Este fato contribuiu para a Independência do Brasil, pois o reino português queria o retorno da política colonialista no Brasil, porém, com os desenvolvimentos adquiridos, os colonos não aceitaram tais condições e começaram a lutar por sua independência, conquistando-a no dia 07 de setembro de 1822.
Em 1850, no Período Imperial, foi promulgada a Lei nº. 556, de 22 de junho; lei esta de fundamental importância para o desenvolvimento da contabilidade no país, pois estabelecia o Código Comercial Brasileiro, definindo as principais obrigatoriedades aos comerciantes, segundo Leite (2005).
- Seguir uma ordem uniforme de Contabilidade e escrituração, e ter livros para esses fins;
- Fazer anualmente um balanço geral de seu ativo e passivo, compreendendo todos os bens de raiz móveis e semoventes, mercadorias, dinheiro, papéis de crédito e quaisquer outras espécies de valores, além de todas as dívidas e obrigações passivas, datando- o e assinando-o;
- Lançar no Diário, com individuação e clareza, todas as suas operações de comércio, letras e outros papéis de crédito ‘que passar, aceitar, afiançar, ou endossar e, em geral, tudo quanto receber a despender de sua alheia conta, seja por que título for, sendo
suficiente que as parcelas de despesas domésticas se lancem englobadas na data em que forem extraídas do caixa’.
Os comerciantes de retalho deveriam lançar diariamente no Diário a soma total de suas vendas a dinheiro e, em assento separado, a soma total das vendas fiadas no mesmo dia. (LEITE, 2005, p. 44-45).

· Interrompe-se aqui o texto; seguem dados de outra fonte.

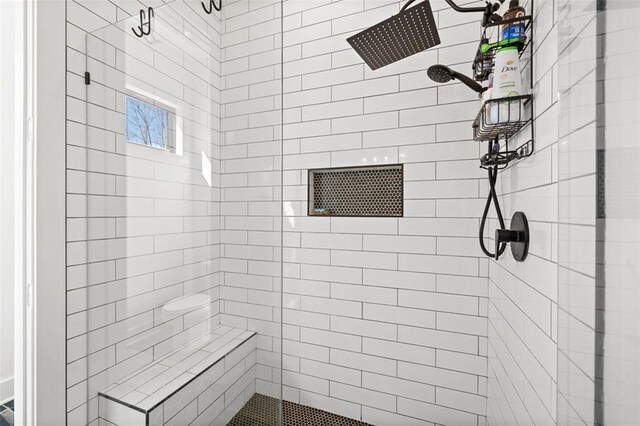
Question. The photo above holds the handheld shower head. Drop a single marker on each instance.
(443, 74)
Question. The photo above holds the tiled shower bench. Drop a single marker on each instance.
(206, 382)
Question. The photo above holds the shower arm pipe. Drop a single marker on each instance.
(466, 9)
(488, 10)
(456, 7)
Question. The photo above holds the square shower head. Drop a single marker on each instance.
(409, 32)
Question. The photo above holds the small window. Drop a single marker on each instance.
(148, 125)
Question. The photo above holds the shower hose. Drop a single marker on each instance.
(493, 197)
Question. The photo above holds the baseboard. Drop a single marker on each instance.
(6, 390)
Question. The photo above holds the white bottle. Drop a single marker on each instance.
(507, 83)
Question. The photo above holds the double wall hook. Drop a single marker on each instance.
(143, 24)
(212, 5)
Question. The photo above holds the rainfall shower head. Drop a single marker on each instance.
(443, 74)
(409, 32)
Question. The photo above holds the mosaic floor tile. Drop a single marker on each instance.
(262, 410)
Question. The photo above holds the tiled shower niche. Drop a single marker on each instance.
(364, 191)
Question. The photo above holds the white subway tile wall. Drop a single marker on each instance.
(523, 300)
(384, 320)
(143, 223)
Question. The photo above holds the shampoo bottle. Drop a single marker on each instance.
(507, 83)
(514, 30)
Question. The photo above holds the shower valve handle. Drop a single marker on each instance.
(518, 236)
(505, 236)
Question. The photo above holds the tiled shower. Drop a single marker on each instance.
(384, 320)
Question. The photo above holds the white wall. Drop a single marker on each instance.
(7, 204)
(523, 296)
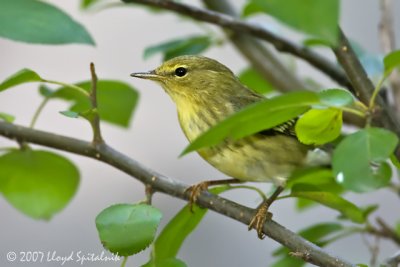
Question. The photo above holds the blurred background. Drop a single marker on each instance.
(154, 138)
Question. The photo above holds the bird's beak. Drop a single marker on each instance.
(150, 75)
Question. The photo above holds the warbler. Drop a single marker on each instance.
(206, 92)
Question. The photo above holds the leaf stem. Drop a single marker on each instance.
(72, 86)
(95, 119)
(38, 111)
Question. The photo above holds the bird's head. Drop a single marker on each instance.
(193, 78)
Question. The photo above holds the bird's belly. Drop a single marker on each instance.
(257, 159)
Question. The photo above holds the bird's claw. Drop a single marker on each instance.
(259, 219)
(195, 191)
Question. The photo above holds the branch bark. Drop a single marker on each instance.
(237, 25)
(161, 183)
(260, 57)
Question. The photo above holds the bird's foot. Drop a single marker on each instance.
(259, 219)
(195, 190)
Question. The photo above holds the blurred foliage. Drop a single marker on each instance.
(360, 159)
(41, 23)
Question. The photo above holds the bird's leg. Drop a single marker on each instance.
(263, 214)
(196, 189)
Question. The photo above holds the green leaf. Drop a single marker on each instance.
(6, 117)
(336, 97)
(45, 91)
(116, 100)
(315, 17)
(22, 76)
(391, 61)
(252, 79)
(40, 22)
(319, 126)
(85, 4)
(38, 183)
(70, 114)
(331, 200)
(256, 117)
(397, 228)
(127, 229)
(178, 229)
(192, 45)
(170, 262)
(359, 160)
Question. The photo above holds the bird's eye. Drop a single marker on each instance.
(180, 72)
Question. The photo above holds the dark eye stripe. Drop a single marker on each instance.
(180, 72)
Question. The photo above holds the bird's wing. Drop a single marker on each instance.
(286, 128)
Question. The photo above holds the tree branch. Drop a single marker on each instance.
(363, 86)
(160, 183)
(257, 54)
(237, 25)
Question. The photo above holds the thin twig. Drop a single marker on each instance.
(258, 31)
(388, 44)
(364, 88)
(172, 187)
(393, 261)
(95, 119)
(260, 57)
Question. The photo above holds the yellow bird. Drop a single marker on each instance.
(206, 92)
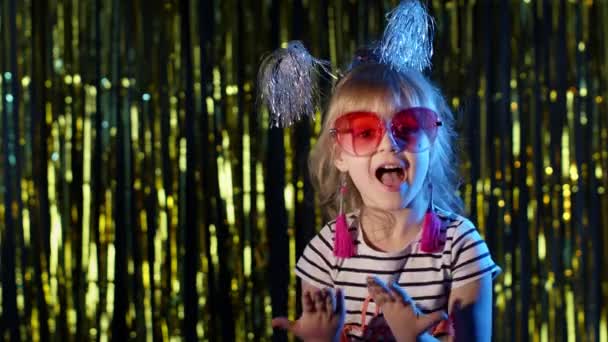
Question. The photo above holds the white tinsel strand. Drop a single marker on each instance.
(288, 84)
(408, 37)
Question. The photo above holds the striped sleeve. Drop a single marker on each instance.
(471, 258)
(315, 266)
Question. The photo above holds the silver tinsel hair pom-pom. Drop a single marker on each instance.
(288, 84)
(408, 37)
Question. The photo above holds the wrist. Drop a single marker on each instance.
(426, 337)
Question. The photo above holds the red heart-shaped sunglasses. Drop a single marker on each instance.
(359, 133)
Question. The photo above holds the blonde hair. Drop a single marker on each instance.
(378, 88)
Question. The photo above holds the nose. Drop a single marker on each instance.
(388, 143)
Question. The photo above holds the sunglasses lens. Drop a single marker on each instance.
(359, 133)
(409, 127)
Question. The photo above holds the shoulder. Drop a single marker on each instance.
(457, 227)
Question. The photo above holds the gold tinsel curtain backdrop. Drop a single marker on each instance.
(143, 196)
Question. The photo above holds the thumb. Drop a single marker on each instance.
(429, 320)
(282, 323)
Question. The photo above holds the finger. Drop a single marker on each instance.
(426, 321)
(400, 292)
(386, 297)
(307, 303)
(282, 323)
(340, 305)
(379, 297)
(381, 283)
(330, 301)
(319, 300)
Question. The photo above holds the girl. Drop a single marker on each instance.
(399, 255)
(386, 150)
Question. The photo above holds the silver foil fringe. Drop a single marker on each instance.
(288, 84)
(408, 37)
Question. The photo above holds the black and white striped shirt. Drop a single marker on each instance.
(426, 277)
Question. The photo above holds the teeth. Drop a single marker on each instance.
(391, 166)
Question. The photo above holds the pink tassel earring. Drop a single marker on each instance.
(431, 227)
(344, 246)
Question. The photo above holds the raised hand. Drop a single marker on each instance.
(322, 316)
(403, 317)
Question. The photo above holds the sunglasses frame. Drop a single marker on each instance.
(385, 126)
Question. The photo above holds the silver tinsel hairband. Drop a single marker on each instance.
(288, 78)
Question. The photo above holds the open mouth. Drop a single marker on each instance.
(390, 175)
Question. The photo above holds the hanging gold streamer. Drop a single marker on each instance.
(134, 167)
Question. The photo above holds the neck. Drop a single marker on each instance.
(393, 230)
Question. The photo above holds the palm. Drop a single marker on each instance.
(322, 317)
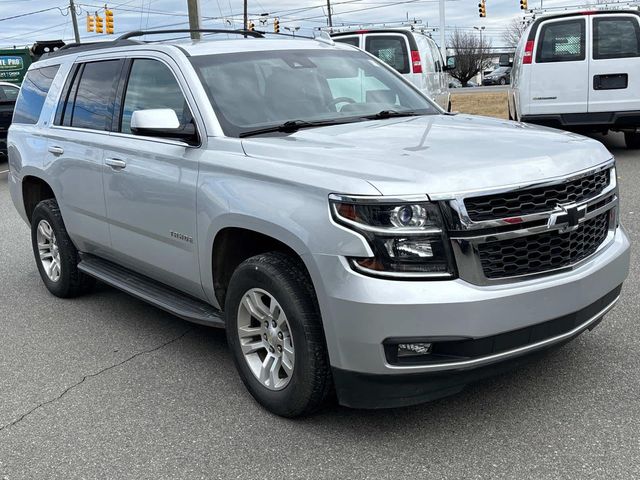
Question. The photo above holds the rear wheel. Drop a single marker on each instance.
(56, 255)
(275, 333)
(632, 140)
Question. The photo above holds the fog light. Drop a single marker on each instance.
(414, 349)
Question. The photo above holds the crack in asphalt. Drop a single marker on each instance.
(91, 375)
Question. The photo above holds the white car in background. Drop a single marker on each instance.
(580, 71)
(412, 53)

O Código Comercial do Brasil tornou obrigatória a escrituração mercantil, baseando-se em um sistema uniforme de partidas dobradas e a elaboração dos livros contábeis: Diário e Razão, incluindo o balancete e o balanço geral.
Por meio dessa uniformização foi possível o entendimento por parte dos interessados nas informações contábeis, tais como os stakeholders, empresários, governos, investidores, empregados etc., promovendo, assim, uma análise patrimonial das empresas.
Foi no século XIX, pelas exigências do Código Comercial do Brasil, que surgiu a necessidade de criar a disciplina Contabilidade, que era oferecida em cursos diversos, uma vez que não havia o Curso Técnico em Contabilidade.